I’m nearly a week late, but I’m taking up the Three Word Wednesday writing prompt. I just couldn’t resist that combination of words. I mean, look at them? Don’t they just beg for angst and heartbreak? And what else do I write ;)
The following is what I wrote. It’s an excerpt from my current WIP, The Last Feather. Love how the words kicked the muse in gear for this scene. Do stop by the host site, Three Word Wednesday, and check out some of the other offerings!
Give or take.
Ten centuries and four decades.
Give or take.
One thousand, seven years.
Given or take.
Three hundred, sixty-seven thousand, six hundred and four days.
Give or take.
I woke to a weak dawn reaching through the windows of the Queen Mary II and a warm, strong pair of arms wrapped around me. It wasn’t until the location of my last feather was revealed that I became brutally aware of time. It’s maddening, you know, to be so keenly aware you have no end.
I ignored time as I drudged through my existence. But somehow, when faced with the final certainty of an end I sat down and plucked my way through memories and journals to find out just how long I’d been trapped in my human form. Too long. I knew that, but knowing that grand total…

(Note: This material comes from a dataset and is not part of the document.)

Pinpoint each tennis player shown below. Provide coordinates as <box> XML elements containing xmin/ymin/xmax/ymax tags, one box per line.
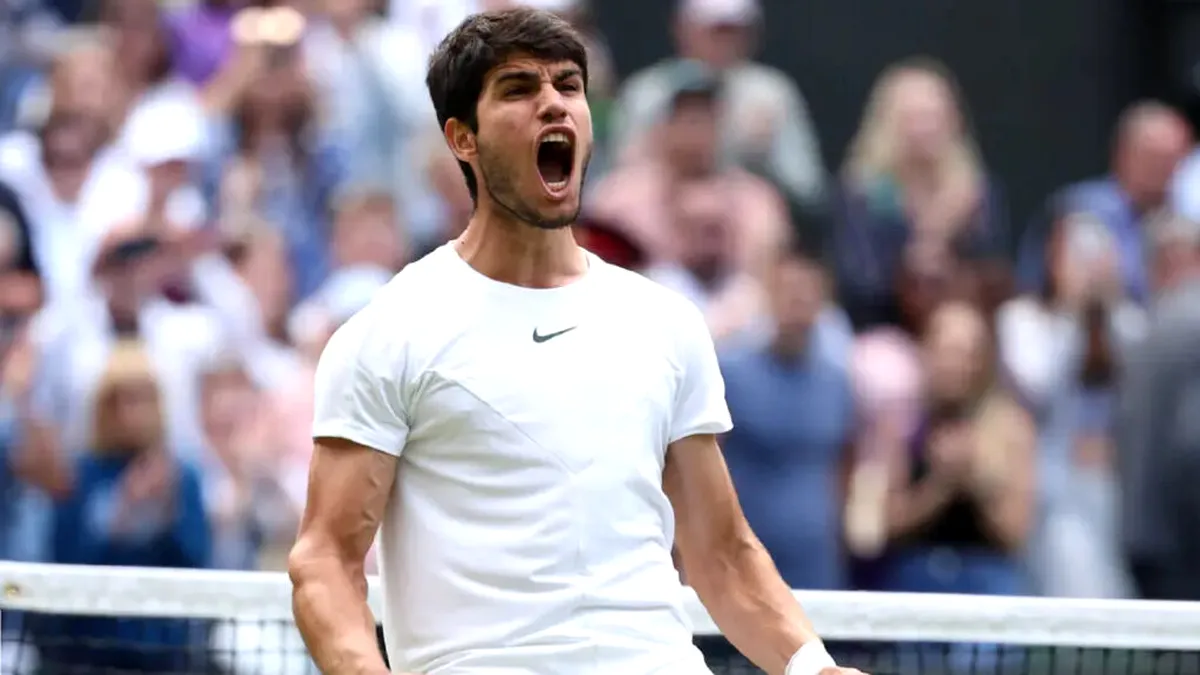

That morning after letting myself remember Adara’s death I stared out the frosted window and felt my sanity fray. I’d always laughed at Thomas Gray’s phrase, “Ignorance is bliss.” And yet, so true. I wished for ignorance of my age again. It hampered my ability to push on, to persevere to the end, when the end was so near. I tried to make myself realize that I was a year, less maybe, away from my goal. What’s a year to someone who’s lived so long?
A year. It’s that straw, that infinitesimal unit of measure that, while weighing nothing, has the ability to pulverize. I sighed, air escaping me so softly yet carrying so much. The body at my back shifted, a smooth cheek nuzzled across my shoulder blade and I frowned.
I didn’t remember the prior evening. Nothing. Not a whisper of it remained in my mind. The last thing I could recall, though it made me wince, was the blistering, not-hot-enough shower and my willing descent into one of my most painful memories. Beyond that was a clean slice that fuzzed, eventually, into my waking. It had been a very, very long time since I’d purposefully not recalled an event with such thoroughness. I shied away from the events leading up to that incident as well. No need to dig deeper into things that would tear at the thinning fabric of my no longer sound mind. No sense in taunting myself with the absences. The ones that did exist were there for good reason.
The arms around me squeezed and a soft leg slid up and over my hip. I stared fixedly out the window as I cataloged what I could. She. Oh yes. A woman. Her hips flexed and I felt the crispness of her pubic hair against my ass, her fingers slid down my stomach. The hot smell of copper, iron, and wood ash, so strong in my nose, cleared and I could smell sex. Musky, sweet sex, and. . .
Her fingers dipped over my mound and teased circles there. The brazen cockiness, combined with the little noise she let out just then. I knew who was in my bed. I just couldn’t remember how the young Laia arrived there. Her touch grew more certain and for just a moment I considered rejecting her.
“You tasted so good last night.” The words murmured against my neck were followed by a sharp bite that shocked a gasp from my throat. A rush of heat flushed through me and any thought of rejecting this newest lover in a parade of so many fled before the racing flames of my own need.
“Perhaps you would like to taste more,” I whispered, rolling over.